The text of Gillibrand and Clarke’s letter to the President follows: Dear Mr. President:
We write to urge you to extend Temporary Protected Status (TPS) to currently eligible Haitian nationals residing within our borders. As you are aware, TPS is set to expire on July 22, 2011, and the deadline for registration is January 18th of this year. We ask that the TPS designation for Haitian nationals be extended for one year, expiring July 22, 2012, with a commensurate extension for registration. As the anniversary of the earthquake approaches, and the Haitian people continue to face enormous challenges, we strongly believe that the extension of TPS and the remittances that result from it will be integral to our country’s commitment to rebuilding the island nation.
One year after the earthquake, over a million displaced people still live in tent camps while conditions in the country continue to deteriorate. It is apparent that substantive reconstruction has barely begun and significant progress will continue to face obstacles in the near future. As witnessed in the recent demonstrations following the Haitian general elections, civil strife and unrest continue to pervade the populace at large. With the growing cholera epidemic, the situation in Haiti is especially dangerous and volatile.
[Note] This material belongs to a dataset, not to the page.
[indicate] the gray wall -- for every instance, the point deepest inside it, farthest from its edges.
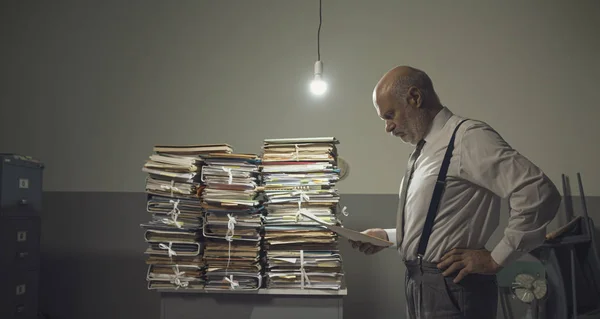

Many of us have witnessed this devastation firsthand during various trips to Haiti over the course of the past year. Haiti continues to meet the criteria for TPS designation and extending it would be one way to address this catastrophe. Remittances garnered by those with TPS will also continue to alleviate burdens on American financial assistance. We respectfully request that you extend the expiration date on TPS to Haitian nationals in the United States as soon as possible.